Many thanks for replies ! I am no further along,after researching several articles ,living on this campsite for the past 9 months i should be on the padron and the town hall would welcome me on it but the criteria states i need escrilla from the camp site owners which they flatly refuse to provide.this is the proof that i need to provide, i have nie number copy of my campsite contract,utility's bills . i did not even know about the padron but in benicalo no padron = no car.


----------



## davids0865 (Apr 12, 2016)

xabiachica said:


> aaah - you might like to change your 'location' on your profile then - it still says France


Sorry, good point, now done


----------



## Pesky Wesky (May 10, 2009)

Solitude said:


> Many thanks for replies ! I am no further along,after researching several articles ,living on this campsite for the past 9 months i should be on the padron and the town hall would welcome me on it but the criteria states i need escrilla from the camp site owners which they flatly refuse to provide.this is the proof that i need to provide, i have nie number copy of my campsite contract,utility's bills . i did not even know about the padron but in benicalo no padron = no car.


What they are asking you to provide are _las escrituras _= deeds.
The campsite wouldn't have the deeds, so it's not that they are refusing, it's that they don't have them.
Did you buy something on the mobile home site? If so, provide papers saying that.
Are you renting? If so, provide papers saying that.


----------



## snikpoh (Nov 19, 2007)

Solitude said:


> Many thanks for replies ! I am no further along,after researching several articles ,living on this campsite for the past 9 months i should be on the padron and the town hall would welcome me on it but the criteria states i need escrilla from the camp site owners which they flatly refuse to provide.this is the proof that i need to provide, i have nie number copy of my campsite contract,utility's bills . i did not even know about the padron but in benicalo no padron = no car.
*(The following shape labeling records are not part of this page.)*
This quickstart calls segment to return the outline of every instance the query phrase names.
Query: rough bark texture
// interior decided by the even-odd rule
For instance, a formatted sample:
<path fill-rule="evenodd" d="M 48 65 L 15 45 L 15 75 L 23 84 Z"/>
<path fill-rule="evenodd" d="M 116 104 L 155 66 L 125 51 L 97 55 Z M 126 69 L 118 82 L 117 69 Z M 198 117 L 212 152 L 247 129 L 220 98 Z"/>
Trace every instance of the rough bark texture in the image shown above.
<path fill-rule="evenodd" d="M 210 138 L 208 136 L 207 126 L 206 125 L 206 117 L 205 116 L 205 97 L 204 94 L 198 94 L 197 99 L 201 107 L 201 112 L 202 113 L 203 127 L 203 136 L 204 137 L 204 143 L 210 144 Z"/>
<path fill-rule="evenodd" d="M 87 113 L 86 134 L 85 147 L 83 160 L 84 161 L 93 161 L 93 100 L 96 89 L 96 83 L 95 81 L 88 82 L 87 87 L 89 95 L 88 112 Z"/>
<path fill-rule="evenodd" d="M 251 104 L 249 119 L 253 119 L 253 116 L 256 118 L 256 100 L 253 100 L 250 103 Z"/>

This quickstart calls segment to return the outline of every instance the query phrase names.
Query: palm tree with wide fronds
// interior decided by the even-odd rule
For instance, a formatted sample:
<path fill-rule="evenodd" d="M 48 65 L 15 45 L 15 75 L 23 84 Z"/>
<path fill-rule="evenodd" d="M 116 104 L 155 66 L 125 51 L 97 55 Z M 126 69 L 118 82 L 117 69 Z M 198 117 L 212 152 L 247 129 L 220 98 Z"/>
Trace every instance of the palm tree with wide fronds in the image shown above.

Two points spring to mind.


You have a campsite contract - this is quite sufficient for the padron. I'm assuming you have your residency certificate stating where you live?
You do NOT need the padron. All you need is a rental contract to buy a car - Google it and you will find the relevant law.


Why not buy a car from a more reputable dealer who understands the law?


----------



## The slow walkers (Nov 10, 2015)

I doubt this will help but we recently bought a car and went, armed with the usual paperwork. All was well until we got to producing the escritura, which they had no interest in at all. What they wanted, aside from proof of residence, NIE, passport etc was something from the tax office to show that they were aware of our financial situation in Spain. After a great deal of back and forth, they reluctantly agreed that if we had an escritura (still in my hand) then that would do.


----------